For starters, I think we need to recognize Illumination as an inferior form of Draconic Consciousness.  Sneaking off a draft of this essay to Jeff Richard he shared with me his thoughts on Argrath as an Illuminate who in the end achieves Draconic Consciousness, which I have to agree with.  Argrath exists in opposition his entire life; he is defined by his antagonism to the Red Moon and her manifestations.  Yet in his travels and trials he becomes more.  He reaches Zero by defeating the object of his hate and changing the world in the process.  The end of the Third Age comes when n and -n cancel each other out…just as the First Age did.

If you are running Illuminated characters at your table, you might wish to consider this.  Is their Illumination Nysalorean?  Lunar?  If so, feel free to give them a counterbalance, and make it stronger the more they pervert their Illumination to interfere in the mundane world.  If their Illumination is Draconic…they should not wish to interfere in the world.  Power, empires, proselytizing…these have no meaning to them.  If you have truly been liberated, you have no need to remain in the mud of the world.

Jeff also pointed out to me that from the Draconic point of view, Truth and Illusion are the same.  He is right, of course…but Life and Death are also the same, as well as Disorder and Harmony, Luck and Fate, etc.  The Draconic embrace of Zero necessitates this, as does in a sense simple logic.  Hot and Cold are both temperature.  Up and Down are both direction.  They seem opposite but are in fact Yin and Yang.  Categories of the same thing.

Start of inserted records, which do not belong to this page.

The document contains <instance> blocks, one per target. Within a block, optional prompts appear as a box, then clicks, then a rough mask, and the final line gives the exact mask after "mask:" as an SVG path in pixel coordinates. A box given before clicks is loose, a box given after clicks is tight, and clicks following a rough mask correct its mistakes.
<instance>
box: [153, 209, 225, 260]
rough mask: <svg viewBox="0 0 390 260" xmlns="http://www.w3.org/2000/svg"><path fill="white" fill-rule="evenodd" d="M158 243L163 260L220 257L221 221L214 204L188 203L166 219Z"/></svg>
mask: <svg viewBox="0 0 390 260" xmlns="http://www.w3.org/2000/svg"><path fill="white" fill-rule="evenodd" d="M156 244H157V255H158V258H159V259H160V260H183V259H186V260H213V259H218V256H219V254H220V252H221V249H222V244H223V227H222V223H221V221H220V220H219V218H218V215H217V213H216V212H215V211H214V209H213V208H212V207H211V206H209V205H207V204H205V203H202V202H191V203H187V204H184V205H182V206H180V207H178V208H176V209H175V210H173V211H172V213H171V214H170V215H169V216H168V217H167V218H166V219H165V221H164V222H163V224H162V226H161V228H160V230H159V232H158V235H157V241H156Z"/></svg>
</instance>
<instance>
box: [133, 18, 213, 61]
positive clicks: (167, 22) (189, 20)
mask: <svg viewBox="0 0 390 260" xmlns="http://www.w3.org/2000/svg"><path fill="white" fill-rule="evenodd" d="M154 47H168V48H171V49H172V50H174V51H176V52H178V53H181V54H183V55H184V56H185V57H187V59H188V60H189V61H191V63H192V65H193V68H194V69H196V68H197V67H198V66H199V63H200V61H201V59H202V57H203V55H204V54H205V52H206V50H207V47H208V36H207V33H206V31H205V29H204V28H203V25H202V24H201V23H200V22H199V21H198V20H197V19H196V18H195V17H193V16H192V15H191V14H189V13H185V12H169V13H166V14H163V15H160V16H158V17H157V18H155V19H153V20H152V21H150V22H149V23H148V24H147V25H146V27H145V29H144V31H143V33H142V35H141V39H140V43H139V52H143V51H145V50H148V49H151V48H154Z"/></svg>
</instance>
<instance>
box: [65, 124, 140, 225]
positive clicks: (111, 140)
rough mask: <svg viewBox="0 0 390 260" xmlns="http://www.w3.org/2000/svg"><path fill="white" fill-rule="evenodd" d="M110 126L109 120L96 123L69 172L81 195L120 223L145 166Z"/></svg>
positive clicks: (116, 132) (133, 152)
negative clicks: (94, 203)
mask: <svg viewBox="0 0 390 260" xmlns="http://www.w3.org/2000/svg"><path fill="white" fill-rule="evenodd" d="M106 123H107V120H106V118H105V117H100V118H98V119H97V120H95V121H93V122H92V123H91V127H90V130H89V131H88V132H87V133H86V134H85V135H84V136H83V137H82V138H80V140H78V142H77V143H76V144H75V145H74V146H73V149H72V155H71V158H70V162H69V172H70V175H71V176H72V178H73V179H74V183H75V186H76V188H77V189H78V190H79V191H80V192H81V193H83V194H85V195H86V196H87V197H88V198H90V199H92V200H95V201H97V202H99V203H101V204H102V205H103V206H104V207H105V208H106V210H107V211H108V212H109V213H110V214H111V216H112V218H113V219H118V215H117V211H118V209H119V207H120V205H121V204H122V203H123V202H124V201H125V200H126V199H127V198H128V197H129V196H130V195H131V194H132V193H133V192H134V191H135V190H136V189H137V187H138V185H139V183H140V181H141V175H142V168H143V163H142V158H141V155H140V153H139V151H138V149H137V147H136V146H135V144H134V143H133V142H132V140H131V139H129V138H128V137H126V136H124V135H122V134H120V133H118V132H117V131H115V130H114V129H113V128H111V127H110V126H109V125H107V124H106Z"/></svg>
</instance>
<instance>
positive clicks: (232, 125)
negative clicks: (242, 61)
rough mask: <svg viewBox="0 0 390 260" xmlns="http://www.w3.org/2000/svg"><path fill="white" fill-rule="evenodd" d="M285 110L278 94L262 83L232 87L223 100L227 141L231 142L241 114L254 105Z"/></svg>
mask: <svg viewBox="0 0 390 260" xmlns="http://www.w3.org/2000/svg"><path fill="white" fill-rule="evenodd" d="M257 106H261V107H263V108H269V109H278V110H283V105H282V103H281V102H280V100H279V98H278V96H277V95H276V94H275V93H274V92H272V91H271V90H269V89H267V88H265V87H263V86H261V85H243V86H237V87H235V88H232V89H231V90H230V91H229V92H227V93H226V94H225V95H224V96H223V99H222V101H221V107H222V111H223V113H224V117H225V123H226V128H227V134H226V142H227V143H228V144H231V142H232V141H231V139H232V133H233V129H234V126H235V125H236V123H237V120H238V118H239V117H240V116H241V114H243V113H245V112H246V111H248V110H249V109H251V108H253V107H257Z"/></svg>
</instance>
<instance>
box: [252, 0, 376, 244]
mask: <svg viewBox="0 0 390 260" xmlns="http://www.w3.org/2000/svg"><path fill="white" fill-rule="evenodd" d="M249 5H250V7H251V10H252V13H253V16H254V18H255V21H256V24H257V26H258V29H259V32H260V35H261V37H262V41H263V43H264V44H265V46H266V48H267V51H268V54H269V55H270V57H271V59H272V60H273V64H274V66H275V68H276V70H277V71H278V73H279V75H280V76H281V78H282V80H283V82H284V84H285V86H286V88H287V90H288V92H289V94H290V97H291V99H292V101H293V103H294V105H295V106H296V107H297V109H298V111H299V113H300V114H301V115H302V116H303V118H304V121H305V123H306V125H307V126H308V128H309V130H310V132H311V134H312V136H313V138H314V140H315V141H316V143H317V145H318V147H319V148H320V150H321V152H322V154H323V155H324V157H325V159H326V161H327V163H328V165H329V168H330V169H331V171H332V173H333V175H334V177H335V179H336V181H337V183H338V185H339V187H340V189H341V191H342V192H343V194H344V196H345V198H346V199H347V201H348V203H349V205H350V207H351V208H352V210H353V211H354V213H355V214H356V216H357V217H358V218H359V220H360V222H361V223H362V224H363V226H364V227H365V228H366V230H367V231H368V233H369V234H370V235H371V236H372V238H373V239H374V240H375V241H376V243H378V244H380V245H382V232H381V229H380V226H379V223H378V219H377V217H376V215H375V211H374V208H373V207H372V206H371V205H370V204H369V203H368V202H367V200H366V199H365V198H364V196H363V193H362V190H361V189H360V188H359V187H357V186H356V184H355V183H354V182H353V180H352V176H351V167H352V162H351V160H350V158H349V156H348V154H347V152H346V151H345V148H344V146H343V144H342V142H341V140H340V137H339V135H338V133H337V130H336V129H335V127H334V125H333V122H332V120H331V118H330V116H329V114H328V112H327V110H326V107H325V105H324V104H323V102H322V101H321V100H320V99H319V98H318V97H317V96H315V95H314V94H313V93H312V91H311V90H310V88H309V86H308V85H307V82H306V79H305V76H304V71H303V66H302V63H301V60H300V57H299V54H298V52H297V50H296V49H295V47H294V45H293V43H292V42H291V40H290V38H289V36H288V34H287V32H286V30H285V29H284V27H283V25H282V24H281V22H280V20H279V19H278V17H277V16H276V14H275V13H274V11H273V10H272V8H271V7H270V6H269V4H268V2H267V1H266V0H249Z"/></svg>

Hopefully this has given you something to chew on.  Let me know your thoughts. 

1 comment:

  1. Brilliant, Andrew! You've framed draconic mysticism and its relationship to Pelorian illumination in new and interesting ways. Truths beyond truths. Your ideas would seem to place Sekever in the role of temptation, not opposition, to the dragon emperors. I like that. I also better understand the rise and fall of those outsiders, like the God Learners and Sheng, exposed to Kralori teaching. Thank you.